What in the world happened here?

These articles appear back-to-back in the same issue of the Daily Times, and I have not yet found further information to clear up the confusion.

An eight year-old boy named James Applewhite had been missing a week when 13 year-old Raymond Sheppard confessed to police that he had pushed the younger boy into Toisnot Creek, where he had drowned. The very next day, James Applewhite showed up the police department claiming that he had gotten lost on his way home from school — a doubtful claim in 1940s Wilson — and wound up on a farm between Lucama and the Dixie Inn. Police had begun to drain “the lake in Maplewood cemetery” [what lake? Toisnot reservoir? It’s a half-mile north of Maplewood]* when Wiley Barnes‘ wife brought him into town, having just heard about a missing boy. He had appeared at her family’s farm, she said, and had asked for work. To compound the confusion, Raymond Sheppard and other boys claimed this was not the boy who had drowned, though that boy was also named Applewhite.

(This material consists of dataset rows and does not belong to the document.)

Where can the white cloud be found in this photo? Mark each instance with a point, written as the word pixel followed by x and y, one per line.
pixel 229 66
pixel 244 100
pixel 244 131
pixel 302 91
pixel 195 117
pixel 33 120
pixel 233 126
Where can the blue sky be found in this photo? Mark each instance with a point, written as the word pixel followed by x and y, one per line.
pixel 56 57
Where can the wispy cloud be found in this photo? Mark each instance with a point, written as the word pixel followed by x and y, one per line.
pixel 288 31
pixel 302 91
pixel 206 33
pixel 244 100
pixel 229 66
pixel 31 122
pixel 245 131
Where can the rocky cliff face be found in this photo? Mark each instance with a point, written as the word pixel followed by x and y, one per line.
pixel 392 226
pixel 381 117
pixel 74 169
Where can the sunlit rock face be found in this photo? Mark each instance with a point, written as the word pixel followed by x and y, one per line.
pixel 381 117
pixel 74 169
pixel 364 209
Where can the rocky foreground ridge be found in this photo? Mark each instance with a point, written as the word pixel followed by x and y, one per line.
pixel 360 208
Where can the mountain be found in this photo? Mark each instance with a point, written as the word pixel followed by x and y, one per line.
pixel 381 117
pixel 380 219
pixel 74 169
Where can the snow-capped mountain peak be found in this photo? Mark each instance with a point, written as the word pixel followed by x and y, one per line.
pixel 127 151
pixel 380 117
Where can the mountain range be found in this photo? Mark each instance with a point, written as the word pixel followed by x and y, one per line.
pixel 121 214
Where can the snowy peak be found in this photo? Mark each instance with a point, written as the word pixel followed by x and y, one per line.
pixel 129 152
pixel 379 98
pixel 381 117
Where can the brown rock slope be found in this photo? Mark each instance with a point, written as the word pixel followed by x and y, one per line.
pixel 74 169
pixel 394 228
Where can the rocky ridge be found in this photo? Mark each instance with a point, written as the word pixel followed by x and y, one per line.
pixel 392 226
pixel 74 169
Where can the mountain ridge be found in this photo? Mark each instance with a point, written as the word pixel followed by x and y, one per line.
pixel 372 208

An article by John G. Thomas, often the Times‘ local-color writer, but here somewhere between straight reporter and editorialist, immediately followed the one above. The focus of the piece leaps from place to place, but these asserted facts emerge: Raymond Sheppard threw rocks at two boys trying to save Applewhite, hindering their efforts; the police rounded up eight boys and parked them in jail while investigating; the year before, Sheppard and two other boys had been charged with beating a white man, who later died of his injuries, for thirty cents’ gain; two of the boys, John Sowers, 15, and Andrew Jackson, 13, had admitted to burning down a Black man’s store and throwing a railroad spike through a truck windshield; Sheppard, Sowers, and Jackson were free because there was no place to hold them (a situation remedied on the spot); Jesse Lee Barnes, 9, Paul Mitchell, 12, Mitchell Hargrove, 13, Roy Lee Barnes, 14, and James Hall, 15, were also arrested; William Roberts, apparently owner of the burned store, pleaded with county commissioners for more police protection in East Wilson; they punted him to the Board of Aldermen.

Wilson Daily Times, 3 April 1945.

*Update: Toisnot Reservoir didn’t exist in 1945, but there was a small pond in Maplewood Cemetery that has since been filled in. Thanks, Matthew Langston!